ECB goes on vacation in a “good position” to deal with uncertainty

Lagarde began by characterizing US tariffs as deflationary, but ended up acknowledging that the effect will need to be assessed, which brings back the possibility of rate hikes in 2026.
epa12258710 European Central Bank (ECB) President Christine Lagarde addresses a press conference following the meeting of the ECB Governing Council in Frankfurt am Main, Germany, 24 July 2025. EPA/RONALD WITTEK
July 27, 2025, 8:00 a.m.
After eight interest rate cuts, the European Central Bank (ECB) opted to maintain its key interest rates at 2%, a level in line with the most recent inflation, highlighting the uncertainty created by the international tariff and geopolitical environment. Lagarde expressed confidence in the strength of the economy, considering the central bank to be "in a good position," but acknowledged at the end of the conference that interest rate hikes cannot be ruled out in the not-too-distant future, given that tariffs could either aggravate or alleviate prices.

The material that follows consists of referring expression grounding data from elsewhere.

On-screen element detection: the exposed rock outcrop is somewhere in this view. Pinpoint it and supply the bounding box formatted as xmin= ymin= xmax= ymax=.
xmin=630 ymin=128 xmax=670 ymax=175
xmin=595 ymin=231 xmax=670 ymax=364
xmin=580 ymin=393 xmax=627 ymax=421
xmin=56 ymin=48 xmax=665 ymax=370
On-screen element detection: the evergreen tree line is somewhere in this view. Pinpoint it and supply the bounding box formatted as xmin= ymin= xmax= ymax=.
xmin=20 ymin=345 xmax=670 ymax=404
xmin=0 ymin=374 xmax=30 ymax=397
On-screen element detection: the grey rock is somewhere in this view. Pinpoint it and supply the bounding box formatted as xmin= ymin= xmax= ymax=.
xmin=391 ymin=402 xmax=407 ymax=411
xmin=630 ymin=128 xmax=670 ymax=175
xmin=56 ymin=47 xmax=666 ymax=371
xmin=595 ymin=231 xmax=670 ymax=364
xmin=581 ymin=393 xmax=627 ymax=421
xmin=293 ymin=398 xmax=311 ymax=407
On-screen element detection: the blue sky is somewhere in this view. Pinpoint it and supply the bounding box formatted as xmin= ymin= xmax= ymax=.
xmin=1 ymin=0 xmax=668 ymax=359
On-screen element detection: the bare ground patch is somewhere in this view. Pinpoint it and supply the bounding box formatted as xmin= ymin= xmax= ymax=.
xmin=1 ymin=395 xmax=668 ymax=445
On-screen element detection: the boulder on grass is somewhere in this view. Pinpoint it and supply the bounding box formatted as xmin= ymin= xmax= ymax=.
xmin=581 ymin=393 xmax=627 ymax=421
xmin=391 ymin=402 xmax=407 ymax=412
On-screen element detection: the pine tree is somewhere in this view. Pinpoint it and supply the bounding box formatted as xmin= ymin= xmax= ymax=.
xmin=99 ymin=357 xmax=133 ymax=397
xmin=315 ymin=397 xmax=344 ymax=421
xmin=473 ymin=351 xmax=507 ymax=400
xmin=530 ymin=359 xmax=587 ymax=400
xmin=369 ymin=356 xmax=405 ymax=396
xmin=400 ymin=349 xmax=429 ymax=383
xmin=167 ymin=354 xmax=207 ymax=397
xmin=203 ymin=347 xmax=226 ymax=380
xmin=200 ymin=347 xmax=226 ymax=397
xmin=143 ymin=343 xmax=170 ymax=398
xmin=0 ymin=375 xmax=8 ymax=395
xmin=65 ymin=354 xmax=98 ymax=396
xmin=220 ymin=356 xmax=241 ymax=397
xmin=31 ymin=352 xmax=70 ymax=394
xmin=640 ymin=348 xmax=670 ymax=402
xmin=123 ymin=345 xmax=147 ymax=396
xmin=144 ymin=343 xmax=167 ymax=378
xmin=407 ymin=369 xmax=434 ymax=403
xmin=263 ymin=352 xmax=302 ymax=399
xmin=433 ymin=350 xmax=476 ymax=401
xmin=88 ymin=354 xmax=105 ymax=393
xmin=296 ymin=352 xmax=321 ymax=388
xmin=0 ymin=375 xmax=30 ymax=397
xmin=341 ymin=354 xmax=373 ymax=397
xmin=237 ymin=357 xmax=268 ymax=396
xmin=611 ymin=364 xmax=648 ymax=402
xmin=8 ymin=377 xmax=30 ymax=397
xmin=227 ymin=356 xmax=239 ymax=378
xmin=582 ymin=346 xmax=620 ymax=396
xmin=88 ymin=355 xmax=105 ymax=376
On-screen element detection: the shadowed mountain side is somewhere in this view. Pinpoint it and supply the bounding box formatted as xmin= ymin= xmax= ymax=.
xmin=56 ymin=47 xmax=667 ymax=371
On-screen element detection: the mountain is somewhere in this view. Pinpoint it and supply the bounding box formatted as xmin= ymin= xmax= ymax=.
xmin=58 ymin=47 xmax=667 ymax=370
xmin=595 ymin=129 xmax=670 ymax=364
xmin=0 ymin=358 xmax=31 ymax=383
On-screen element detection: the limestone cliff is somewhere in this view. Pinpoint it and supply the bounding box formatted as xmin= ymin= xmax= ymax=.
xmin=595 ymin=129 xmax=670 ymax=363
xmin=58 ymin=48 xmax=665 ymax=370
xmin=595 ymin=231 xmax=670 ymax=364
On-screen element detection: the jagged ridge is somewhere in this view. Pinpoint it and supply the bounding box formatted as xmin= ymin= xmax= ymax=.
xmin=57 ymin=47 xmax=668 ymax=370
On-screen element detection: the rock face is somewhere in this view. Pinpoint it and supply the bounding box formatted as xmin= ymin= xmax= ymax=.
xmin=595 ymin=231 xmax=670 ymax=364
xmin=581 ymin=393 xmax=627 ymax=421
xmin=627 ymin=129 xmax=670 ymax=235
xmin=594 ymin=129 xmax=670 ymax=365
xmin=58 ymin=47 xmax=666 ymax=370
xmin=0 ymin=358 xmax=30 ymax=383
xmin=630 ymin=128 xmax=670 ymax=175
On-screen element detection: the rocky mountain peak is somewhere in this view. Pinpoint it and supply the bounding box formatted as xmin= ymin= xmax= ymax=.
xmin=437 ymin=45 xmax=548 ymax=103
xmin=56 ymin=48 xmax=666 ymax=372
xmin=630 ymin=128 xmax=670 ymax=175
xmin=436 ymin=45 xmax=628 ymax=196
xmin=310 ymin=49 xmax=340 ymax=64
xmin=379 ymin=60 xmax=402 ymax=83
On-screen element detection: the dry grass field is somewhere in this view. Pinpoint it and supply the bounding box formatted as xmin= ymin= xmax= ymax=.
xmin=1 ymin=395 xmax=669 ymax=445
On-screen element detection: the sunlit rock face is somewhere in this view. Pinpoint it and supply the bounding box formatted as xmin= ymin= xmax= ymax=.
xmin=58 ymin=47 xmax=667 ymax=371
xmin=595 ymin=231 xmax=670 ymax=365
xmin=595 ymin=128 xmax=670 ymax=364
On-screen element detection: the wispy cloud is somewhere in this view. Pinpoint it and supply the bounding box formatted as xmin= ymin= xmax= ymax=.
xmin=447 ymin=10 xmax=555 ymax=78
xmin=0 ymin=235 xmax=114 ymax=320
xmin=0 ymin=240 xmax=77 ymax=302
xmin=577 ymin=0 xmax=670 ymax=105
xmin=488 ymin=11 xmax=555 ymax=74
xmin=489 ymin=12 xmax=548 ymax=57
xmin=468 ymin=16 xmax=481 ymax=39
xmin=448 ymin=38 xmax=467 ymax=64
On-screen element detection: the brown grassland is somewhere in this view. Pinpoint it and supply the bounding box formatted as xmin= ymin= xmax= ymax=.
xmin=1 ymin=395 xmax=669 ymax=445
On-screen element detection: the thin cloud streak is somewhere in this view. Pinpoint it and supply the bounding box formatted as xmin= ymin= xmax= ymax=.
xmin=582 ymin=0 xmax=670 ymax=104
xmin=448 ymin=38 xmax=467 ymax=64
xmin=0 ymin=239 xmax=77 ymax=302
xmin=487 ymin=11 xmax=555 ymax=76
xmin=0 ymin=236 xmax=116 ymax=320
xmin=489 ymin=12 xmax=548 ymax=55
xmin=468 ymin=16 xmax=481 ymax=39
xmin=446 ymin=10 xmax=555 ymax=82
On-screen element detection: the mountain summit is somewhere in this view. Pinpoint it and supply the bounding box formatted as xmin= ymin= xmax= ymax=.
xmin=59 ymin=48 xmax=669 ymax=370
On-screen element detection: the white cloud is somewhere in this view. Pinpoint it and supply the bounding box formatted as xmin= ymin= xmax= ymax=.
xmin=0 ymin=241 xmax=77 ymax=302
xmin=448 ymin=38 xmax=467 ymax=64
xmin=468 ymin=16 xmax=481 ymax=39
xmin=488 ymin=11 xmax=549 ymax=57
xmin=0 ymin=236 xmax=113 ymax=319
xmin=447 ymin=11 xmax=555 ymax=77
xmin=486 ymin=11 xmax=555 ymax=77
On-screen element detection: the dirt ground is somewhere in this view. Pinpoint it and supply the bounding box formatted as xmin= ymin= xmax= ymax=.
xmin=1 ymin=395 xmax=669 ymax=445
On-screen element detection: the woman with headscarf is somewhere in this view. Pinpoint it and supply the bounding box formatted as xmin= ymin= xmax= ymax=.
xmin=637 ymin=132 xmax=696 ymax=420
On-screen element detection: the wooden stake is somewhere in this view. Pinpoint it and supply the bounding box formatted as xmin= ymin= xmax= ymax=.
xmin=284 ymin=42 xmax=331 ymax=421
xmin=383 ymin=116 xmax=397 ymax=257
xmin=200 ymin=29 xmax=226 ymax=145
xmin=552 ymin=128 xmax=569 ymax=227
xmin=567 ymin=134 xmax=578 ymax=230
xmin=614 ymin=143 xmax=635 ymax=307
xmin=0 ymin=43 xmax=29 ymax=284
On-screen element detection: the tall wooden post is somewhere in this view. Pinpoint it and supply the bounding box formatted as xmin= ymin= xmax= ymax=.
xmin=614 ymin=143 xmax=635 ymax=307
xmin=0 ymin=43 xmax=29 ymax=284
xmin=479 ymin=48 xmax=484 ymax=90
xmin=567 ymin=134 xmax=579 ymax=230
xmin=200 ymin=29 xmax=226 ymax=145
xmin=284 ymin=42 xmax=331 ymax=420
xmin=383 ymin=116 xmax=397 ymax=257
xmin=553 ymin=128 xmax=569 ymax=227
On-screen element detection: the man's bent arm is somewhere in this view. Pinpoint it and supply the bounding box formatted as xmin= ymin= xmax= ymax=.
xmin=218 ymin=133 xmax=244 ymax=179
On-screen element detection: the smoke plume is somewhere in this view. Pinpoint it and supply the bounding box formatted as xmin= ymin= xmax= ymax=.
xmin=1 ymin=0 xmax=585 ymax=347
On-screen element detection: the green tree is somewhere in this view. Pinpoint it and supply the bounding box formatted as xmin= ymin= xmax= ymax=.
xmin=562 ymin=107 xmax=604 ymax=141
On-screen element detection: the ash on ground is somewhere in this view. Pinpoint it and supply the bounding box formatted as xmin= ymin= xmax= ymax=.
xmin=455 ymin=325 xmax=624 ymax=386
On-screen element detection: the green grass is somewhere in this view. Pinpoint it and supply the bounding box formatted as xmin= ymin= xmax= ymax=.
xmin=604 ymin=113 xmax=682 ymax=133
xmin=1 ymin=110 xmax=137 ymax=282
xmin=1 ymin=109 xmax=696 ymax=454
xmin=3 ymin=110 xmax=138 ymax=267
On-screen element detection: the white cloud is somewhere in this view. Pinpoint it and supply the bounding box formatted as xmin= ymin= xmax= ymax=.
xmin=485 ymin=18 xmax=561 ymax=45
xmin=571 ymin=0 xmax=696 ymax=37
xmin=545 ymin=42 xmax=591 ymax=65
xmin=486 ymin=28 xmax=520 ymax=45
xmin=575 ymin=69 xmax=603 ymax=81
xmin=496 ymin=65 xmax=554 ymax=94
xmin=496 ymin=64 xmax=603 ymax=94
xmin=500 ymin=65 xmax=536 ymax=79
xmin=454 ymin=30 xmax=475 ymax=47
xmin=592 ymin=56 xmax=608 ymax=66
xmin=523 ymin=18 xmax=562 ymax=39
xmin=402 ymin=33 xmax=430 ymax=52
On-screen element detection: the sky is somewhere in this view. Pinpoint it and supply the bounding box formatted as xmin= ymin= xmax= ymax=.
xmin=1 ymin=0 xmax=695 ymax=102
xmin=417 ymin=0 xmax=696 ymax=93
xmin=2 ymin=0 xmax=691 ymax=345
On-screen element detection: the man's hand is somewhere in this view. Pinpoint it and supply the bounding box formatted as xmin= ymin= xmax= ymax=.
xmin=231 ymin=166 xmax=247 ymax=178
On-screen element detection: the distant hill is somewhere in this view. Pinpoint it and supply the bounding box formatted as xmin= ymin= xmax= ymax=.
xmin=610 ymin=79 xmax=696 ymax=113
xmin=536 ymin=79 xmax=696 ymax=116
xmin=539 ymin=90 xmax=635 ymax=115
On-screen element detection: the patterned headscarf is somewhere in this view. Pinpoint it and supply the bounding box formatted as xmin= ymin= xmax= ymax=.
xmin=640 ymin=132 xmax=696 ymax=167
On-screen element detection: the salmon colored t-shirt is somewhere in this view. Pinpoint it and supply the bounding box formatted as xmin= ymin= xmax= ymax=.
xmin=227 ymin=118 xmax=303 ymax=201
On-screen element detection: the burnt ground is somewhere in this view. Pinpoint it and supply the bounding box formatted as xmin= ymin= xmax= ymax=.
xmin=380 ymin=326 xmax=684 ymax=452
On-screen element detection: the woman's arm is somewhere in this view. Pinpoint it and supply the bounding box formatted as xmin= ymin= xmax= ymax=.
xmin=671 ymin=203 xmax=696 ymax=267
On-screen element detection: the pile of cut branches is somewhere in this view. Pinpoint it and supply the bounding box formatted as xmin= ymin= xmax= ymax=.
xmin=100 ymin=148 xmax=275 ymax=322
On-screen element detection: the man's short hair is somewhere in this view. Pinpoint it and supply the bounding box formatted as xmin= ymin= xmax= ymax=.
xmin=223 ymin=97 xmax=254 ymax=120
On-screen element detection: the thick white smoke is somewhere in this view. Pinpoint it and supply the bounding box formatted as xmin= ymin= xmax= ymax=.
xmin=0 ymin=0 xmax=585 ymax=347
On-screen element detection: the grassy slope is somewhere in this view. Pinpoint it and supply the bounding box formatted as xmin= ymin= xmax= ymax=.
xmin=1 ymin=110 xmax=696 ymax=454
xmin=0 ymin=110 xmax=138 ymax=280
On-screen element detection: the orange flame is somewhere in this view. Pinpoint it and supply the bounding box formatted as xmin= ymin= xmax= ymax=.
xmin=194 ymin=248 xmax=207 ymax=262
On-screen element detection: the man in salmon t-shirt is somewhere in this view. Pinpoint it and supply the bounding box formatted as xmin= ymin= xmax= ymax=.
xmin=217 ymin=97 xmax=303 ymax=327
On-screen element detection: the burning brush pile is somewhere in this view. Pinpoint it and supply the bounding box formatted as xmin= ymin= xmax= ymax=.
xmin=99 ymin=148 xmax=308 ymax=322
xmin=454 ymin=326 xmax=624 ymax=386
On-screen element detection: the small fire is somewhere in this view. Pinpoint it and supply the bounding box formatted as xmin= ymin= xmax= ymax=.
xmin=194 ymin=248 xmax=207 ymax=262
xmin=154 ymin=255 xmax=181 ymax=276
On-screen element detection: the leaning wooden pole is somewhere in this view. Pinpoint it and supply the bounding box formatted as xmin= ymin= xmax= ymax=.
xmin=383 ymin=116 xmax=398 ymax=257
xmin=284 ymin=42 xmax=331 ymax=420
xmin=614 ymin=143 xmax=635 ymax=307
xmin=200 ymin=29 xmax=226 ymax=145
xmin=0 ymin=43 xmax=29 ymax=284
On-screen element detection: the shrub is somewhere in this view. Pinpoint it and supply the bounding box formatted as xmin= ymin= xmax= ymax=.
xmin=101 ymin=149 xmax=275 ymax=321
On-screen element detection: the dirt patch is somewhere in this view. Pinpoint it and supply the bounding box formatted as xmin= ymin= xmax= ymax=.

Markets were taking this decision for granted, while still keeping open the possibility of a further cut, but only after September – a possibility that Lagarde did not definitively rule out. The ECB president began by highlighting how the economy surprisingly performed positively in the first quarter, although much of this momentum was driven by an anticipation of orders, given fears of a tariff escalation.